Kafka Brokers or a Database Server?
When using Oracle Database Transactional Event Queues with Kafka APIs, the database server assumes the role of the Kafka Broker, eliminating the need for additional messaging systems.
Using your database as a message broker allows you to avoid separate, costly servers dedicated to event streaming. These servers typically require domain-specific knowledge to operate, maintain, and upgrade in production deployments.
With a database message broker, your messaging data is co-located with your other data and remains queryable with SQL. This reduces network traffic and data duplication across multiple servers (and their associated costs), while benefiting applications that need access to both event streaming data and its table-based data.
Topics, Producers, and Consumers
A topic is a logical channel for message streams, capable of high-throughput messaging. Producers write data to topics, producing messages. Consumers subscribe to topics and poll message data. Each consumer is part of a consumer group, which is a logical grouping of consumers, their subscriptions, and assignments.
With Oracle Database Transactional Event Queues, each topic is backed by a queue table, allowing transactional messaging and query capabilities. For example, you can query five messages from a topic named my_topic
directly with SQL:
select * from my_topic
fetch first 5 rows only;
When using Kafka APIs for Transactional Event Queues, you may also run database queries as part of consumer and producer workflows.
Partitions and Ordering
Topics are divided into one or more partitions, where each partition is backed by a Transactional Event Queue event stream. A partition represents an ordered event stream within the topic.
Partitions enable parallel message consumption, as multiple consumers in the same consumer group can concurrently poll from the topic. Consumers are assigned one or more partitions depending on the size of the consumer group. Each partition, however, may be assigned to at most one consumer per group. For example, a topic with three partitions can have at most three active consumers per consumer group.
Within a partition, each message is strictly ordered. If each consumer in a consumer group is assigned to only one partition, then the consumers in the group are guaranteed to receive only the ordered stream of messages from their assigned partition. Additionally, this strategy will commonly result in the highest throughput per topic.
Partition Keys
Partition keys are used to route messages to specific partitions, ensuring the ordering of messages is preserved in the partition. To ensure strict ordering, use a consistent piece of message data as the partition key for each producer record. For example, if you are processing user interactions, the use of the user ID as a partition key will ensure each user’s messages are produced to a consistent partition. The user ID is implicitly hashed to produce a consistent partition key.
The use of partition keys is not mandatory: round-robin partition assignment is used if no partition key is provided in the producer record. Round-robin assignment is convenient when there is no specific ordering of messages, or strict ordering is not required.
Note that you may directly specify the topic partition when producing a message, instead of relying on key hashing. This is useful when there is no message data suitable for the partition key, or if you require a direct level of control over partitioning.
Message Offsets
Offsets are used to track the progress of consumers as they consume messages from topics. An offset is an identifier for a specific position in a topic’s partition.

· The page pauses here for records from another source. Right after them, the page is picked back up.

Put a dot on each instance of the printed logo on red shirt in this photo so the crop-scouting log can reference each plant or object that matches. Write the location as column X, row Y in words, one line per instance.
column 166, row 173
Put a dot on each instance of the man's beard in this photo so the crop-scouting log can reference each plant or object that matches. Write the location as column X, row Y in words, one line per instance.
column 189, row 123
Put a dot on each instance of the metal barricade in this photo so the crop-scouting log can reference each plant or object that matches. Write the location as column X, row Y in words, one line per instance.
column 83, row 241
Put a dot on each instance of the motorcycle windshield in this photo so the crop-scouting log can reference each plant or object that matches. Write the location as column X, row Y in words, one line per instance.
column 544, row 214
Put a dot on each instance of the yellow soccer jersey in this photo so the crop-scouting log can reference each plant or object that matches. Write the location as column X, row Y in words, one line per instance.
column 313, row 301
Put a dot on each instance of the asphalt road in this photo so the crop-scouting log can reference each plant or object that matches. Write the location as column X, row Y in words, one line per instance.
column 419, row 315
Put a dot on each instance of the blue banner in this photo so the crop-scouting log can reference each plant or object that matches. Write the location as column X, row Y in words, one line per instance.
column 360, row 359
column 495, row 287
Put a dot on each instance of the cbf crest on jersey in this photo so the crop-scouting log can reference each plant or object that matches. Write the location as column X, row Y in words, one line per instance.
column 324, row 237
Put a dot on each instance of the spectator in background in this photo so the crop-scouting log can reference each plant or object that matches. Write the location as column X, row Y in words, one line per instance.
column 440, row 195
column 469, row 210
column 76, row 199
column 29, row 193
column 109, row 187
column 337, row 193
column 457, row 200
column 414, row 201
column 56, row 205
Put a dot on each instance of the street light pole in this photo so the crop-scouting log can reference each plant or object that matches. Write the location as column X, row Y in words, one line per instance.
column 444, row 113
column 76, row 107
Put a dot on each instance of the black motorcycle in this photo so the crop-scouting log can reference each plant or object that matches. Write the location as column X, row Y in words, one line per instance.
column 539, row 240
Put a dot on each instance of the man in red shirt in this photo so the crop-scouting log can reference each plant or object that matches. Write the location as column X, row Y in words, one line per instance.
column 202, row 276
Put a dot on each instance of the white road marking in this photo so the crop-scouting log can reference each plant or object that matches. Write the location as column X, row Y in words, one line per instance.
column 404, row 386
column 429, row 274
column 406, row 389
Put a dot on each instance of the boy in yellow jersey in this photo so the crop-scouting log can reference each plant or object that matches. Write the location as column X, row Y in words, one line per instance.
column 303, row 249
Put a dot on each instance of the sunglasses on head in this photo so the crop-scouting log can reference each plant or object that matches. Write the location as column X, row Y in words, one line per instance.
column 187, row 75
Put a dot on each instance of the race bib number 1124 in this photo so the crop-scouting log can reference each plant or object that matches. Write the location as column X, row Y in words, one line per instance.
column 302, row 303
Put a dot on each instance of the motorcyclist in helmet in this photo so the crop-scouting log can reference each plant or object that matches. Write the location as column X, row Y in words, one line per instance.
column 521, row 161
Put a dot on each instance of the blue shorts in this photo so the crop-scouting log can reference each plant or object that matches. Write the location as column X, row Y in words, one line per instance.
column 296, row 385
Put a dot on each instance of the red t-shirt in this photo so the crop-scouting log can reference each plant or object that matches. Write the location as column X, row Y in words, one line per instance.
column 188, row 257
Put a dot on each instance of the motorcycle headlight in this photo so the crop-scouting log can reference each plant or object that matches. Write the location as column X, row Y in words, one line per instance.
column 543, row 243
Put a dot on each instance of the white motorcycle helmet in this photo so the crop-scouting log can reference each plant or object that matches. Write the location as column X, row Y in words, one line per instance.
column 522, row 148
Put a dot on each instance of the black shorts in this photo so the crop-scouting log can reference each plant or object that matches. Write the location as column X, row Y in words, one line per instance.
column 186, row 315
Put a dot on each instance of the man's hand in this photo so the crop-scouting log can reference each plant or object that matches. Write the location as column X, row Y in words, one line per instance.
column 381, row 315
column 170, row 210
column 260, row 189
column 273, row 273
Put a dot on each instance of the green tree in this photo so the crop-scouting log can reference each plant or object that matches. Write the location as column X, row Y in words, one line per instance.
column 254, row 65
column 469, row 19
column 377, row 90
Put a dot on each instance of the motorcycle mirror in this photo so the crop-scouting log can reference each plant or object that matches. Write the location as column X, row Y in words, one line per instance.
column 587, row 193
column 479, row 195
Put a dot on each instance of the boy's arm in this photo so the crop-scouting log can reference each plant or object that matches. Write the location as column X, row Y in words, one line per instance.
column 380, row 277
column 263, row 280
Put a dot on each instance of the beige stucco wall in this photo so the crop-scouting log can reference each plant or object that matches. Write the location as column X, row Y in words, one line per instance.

When a consumer reads a message, it commits the offset to indicate that the message is being processed. Offsets serve as consumer checkpoints and can be used to replay messages. Replay is useful for debugging, reprocessing failed events, or back-filling data.
For example, consumers can be started from the earliest known offset and progress to the newest message, started at the latest known offset, or have their offset moved to a specific point in the partition.
Message Commits
With Oracle Database Transactional Event Queues, each message operation occurs within a database transaction. For example, a producer record is not present in the database until the producer commits the current transaction. For consumers, their offset is not recorded until the consumer commits the current transaction.
Using the Kafka Java Client for Oracle Database Transactional Event Queues, producers and consumers can directly manage transaction-level details, including commit and abort.